How-To Submit a GPU Job
Step-by-step guide
- Specify a partition containing GPU equipped compute nodes.
- Reserve some number of GPUs for your job using the SLURM gres option.
- (optional) Communicate the GPU ordinal to your executable using the SLURM_JOB_GPU variable.
Most of the GPU equipped compute nodes on Talapas have 4 GPUs per node (Run /packages/racs/bin/slurm-show-gpus
to see more information) Suppose we only needed one GPU for our simulation, then our job script may take the (new) form
#!/bin/bash
#SBATCH --job-name=GPUjob ### Job Name
#SBATCH --partition=gpu ### Similar to a queue in PBS
#SBATCH --time=1-00:00:00 ### Wall clock time limit in Days-HH:MM:SS
#SBATCH --nodes=1 ### Node count required for the job
#SBATCH --ntasks-per-node=1 ### Nuber of tasks to be launched per Node
#SBATCH --gpus=1 ### General REServation of gpu:number of gpus
#SBATCH --account=<myPIRG> ### Account used for job submission
my_executable $SLURM_JOB_GPUS
In this example, the program my_executable
expects the GPU ordinal as an input. We use of the variable SLURM_JOB_GPUS
to pass that information from SLURM without knowing a-priori which GPU I will run on.
SLURM_JOB_GPUS
is a list of the ordinal indexes of the gpus assigned to my job by slurm. With the request of a single GPU, this variable will store a single numeral from 0 to 3 (we have 4 GPUs on each node). If I wanted to use two GPUs, I would change gres=gpu:1
to gres=gpu:2
, and then SLURM_JOB_GPUS
would store a list of the form 0,1 (for example).
NOTE: The SLURM_JOB_GPUS
variable is not set when using srun
. The variable GPU_DEVICE_ORDINAL
is set when using srun
or sbatch
and can be used instead.
There is also an old form that is similar. For most purposes, the new form is what you should use. Note, however, that with the new form, it’s very important to specify --nodes=1
if you need all of the GPUs to be allocated on a single node.
#!/bin/bash
#SBATCH --job-name=GPUjob ### Job Name
#SBATCH --partition=gpu ### Similar to a queue in PBS
#SBATCH --time=1-00:00:00 ### Wall clock time limit in Days-HH:MM:SS
#SBATCH --nodes=1 ### Node count required for the job
#SBATCH --ntasks-per-node=1 ### Nuber of tasks to be launched per Node
#SBATCH --gres=gpu:1 ### General REServation of gpu:number of gpus
#SBATCH --account=<myPIRG> ### Account used for job submission
my_executable $SLURM_JOB_GPUS
GPU types
Currently, the gpu
and gpulong
partitions contain only NVidia A100 GPUs. Thus, you don’t need to explicitly specify a GPU type. Similarly, most other partitions contain only one kind of GPU.

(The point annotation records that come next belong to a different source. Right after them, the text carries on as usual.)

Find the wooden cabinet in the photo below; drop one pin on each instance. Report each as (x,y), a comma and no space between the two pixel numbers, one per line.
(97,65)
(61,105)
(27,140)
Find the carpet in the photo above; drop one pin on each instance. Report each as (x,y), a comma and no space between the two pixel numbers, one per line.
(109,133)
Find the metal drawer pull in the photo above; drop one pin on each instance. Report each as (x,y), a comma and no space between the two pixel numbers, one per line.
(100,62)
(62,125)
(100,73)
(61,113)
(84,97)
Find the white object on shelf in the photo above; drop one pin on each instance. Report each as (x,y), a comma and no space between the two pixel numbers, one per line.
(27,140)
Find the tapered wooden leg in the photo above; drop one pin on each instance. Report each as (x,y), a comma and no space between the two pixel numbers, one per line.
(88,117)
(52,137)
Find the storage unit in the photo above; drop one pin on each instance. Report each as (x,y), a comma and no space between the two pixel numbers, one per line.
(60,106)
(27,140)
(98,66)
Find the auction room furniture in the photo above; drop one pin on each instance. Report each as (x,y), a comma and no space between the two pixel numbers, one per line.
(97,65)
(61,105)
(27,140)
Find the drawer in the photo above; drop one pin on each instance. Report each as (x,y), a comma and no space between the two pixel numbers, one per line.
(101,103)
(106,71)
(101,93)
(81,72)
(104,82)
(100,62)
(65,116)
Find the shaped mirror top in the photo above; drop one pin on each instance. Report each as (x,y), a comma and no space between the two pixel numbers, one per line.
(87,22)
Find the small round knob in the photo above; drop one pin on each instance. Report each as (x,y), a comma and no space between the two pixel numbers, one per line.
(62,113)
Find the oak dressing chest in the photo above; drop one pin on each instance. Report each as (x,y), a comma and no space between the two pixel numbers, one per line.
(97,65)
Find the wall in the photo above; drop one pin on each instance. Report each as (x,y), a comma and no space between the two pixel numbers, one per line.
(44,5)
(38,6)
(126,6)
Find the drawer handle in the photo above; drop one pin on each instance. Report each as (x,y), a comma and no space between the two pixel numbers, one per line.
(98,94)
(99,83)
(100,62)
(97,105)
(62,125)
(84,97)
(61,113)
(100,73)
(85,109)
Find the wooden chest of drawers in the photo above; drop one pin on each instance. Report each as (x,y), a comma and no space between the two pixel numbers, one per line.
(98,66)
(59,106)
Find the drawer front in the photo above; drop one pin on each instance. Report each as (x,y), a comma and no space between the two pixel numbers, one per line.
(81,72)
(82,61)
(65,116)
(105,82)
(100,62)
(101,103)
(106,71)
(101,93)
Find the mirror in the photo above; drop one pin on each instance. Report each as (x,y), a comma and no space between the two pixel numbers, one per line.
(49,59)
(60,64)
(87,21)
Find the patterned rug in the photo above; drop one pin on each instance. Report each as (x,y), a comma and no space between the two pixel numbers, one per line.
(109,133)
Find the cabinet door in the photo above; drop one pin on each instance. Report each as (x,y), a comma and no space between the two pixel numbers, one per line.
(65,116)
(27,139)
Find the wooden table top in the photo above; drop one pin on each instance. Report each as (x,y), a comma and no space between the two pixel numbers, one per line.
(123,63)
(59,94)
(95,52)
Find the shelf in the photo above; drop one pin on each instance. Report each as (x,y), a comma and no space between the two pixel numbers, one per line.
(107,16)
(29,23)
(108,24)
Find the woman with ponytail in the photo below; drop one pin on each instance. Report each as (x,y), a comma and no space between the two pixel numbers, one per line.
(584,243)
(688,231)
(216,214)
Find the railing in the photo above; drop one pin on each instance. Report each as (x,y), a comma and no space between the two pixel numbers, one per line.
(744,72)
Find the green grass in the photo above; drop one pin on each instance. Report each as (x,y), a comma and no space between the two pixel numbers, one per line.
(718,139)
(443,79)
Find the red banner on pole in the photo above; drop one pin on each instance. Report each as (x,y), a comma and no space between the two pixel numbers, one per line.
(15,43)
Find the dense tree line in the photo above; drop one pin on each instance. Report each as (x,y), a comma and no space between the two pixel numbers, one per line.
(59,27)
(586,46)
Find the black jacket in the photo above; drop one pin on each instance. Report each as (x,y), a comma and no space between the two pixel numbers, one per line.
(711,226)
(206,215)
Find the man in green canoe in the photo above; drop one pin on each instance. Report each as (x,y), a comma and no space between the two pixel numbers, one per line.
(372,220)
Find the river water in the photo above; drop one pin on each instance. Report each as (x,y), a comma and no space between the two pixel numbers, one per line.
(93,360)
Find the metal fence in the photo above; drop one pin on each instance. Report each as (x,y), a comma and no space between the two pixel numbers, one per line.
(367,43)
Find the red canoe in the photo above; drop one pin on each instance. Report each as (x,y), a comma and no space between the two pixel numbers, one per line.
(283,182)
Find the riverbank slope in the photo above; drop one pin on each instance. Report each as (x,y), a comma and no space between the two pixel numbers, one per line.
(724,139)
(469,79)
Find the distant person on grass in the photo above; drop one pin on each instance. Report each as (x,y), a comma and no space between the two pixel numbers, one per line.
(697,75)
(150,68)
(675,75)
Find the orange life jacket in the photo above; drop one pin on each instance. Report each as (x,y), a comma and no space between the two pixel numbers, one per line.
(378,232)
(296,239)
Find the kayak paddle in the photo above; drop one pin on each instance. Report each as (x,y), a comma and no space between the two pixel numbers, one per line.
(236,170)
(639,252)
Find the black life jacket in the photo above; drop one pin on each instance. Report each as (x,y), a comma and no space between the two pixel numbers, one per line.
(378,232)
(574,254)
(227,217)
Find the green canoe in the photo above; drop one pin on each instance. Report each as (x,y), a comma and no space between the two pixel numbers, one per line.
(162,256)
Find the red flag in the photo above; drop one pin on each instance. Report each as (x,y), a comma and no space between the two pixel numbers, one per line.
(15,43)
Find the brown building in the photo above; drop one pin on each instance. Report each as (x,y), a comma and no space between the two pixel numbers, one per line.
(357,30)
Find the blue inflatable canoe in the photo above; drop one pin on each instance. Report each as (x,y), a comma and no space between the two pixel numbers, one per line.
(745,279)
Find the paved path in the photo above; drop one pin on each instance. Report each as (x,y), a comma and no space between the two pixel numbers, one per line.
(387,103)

Nvidia A100’s have a feature called “Multi-Instance-GPU Slicing” or MiG slicing that lets you split up the A100 into multiple “virtual GPUs” with a section of the total card’s VRAM allocated to each MiG device. On Talapas we have different slice’s available with vram settings of 10,40, and 80Gbs. To specify the amount of vram you want you would add a constraint flag to your sbatch script where the constraint can be ONE of: --constraint=gpu-10gb,gpu-40gb,gpu-80gb
The notable exception is the preempt
partition, which contains most Talapas nodes. The easiest way to see the available types is by running the command /packages/racs/bin/slurm-show-gpus
.
Alternatively, you can use node features (with the --constraint
flag) to limit your job to other GPUs (if available in your partition) by tagging the gpu card type (i.e. a100, l40s, a40, v100, or h100). See available node features by running: /packages/racs/bin/slurm-show-features
.